Mon prénom n’a pas été difficile à trouver, la maîtresse du moment de mon père s’appelait Jacqueline, alors ça a été Jacqueline : ma mère n’a pas eu le choix. Flore a trois ans et Paul dix-sept mois lorsque je pointe le bout de mon nez. Maman a vingt-trois ans et déjà trois enfants. Elle en aura un quatrième en 1958. Son mari n’est déjà plus fidèle. Je crois qu’il ne l’a jamais été. On peut être infidèle et être un bon mari et un bon père, mais il était ni l’un ni l’autre. Dur fardeau à porter pour une si jeune femme ! Mais il n’y avait pas que ça, les brimades étaient omniprésentes. Puis vint la violence. La peur s’installait petit à petit puis n’a plus jamais quitté maman. Et, ce fut à notre tour d’avoir peur de notre père, surtout moi.
Cette histoire est celle d’une petite fille qui va grandir, peut-être un peu trop vite. Elle va grandir en étant révoltée, elle va faire des bêtises, des petites comme tous les enfants, mais aussi des grosses qui auraient pu se terminer tragiquement, qui auraient pu lui faire perdre la vie. L’insouciance est là et c’est bien normal pour une enfant de penser que rien ne peut lui arriver. Des quatre enfants, elle sera persuadée de ne pas être aimée comme ses frères et sœurs. Elle aurait pourtant souhaité être mieux aimée. Maman faisait tout ce qu’elle pouvait, elle nous aimait, tous les quatre. Mais elle était tellement préoccupée à nous protéger et à se protéger que Jacqueline ne s’en rendait pas compte.
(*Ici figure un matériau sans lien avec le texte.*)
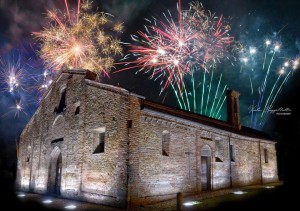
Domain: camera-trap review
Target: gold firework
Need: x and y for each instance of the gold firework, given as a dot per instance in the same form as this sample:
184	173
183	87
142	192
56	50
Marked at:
80	40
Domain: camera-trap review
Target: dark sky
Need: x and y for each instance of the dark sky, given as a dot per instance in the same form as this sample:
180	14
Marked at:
252	21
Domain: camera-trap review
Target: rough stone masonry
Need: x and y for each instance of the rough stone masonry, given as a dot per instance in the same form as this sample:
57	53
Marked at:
99	143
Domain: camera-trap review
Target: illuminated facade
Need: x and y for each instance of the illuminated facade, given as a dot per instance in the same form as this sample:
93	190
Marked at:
103	144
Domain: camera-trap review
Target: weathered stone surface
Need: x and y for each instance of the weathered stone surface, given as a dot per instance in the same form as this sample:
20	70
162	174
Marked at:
132	169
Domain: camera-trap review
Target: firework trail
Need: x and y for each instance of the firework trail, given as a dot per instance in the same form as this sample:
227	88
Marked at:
79	39
275	71
173	50
12	74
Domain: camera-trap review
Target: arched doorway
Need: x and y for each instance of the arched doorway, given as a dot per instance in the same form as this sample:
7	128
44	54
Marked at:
205	170
55	167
Cette petite fille aura toujours en sa mémoire les mots de sa grand-mère paternelle « Tiens, c’est bizarre, celle-ci ne ressemble pas aux autres !!! ». Tout ça parce qu’elle est un peu plus brune que ses frères et sœurs. Elle a cru pendant des années avoir été adoptée. Puis les mots de son père : Ces sales gosses ! ces résidus de bidet ! C’est comme ça qu’il nous appelait quand nous vivions encore avec lui. C’est fou comme certains mots peuvent faire des ravages et rester gravés dans une mémoire d’enfant, d’adolescente, de femme, de mère et de grand-mère. À l’époque, « résidus de bidet », nous ne savions pas ce que cela voulait dire. Aujourd’hui ce terme me donne presque envie de vomir.
1
Mes plus vieux souvenirs
De la rue Wulfran Warmé, il ne me reste que peu de souvenirs. Cette coccinelle en fer que j’adorais et qui me consolait lors de mes chagrins et ce café de quartier où mon père jouait bien souvent à la belote avec ses copains. De temps en temps nous étions avec lui. Pourquoi ? Ça je ne le sais pas. Mon père n’était pourtant pas du genre à emmener ses ouailles avec lui. Nous étions trois bambins qui restaient là sagement à le regarder sans broncher.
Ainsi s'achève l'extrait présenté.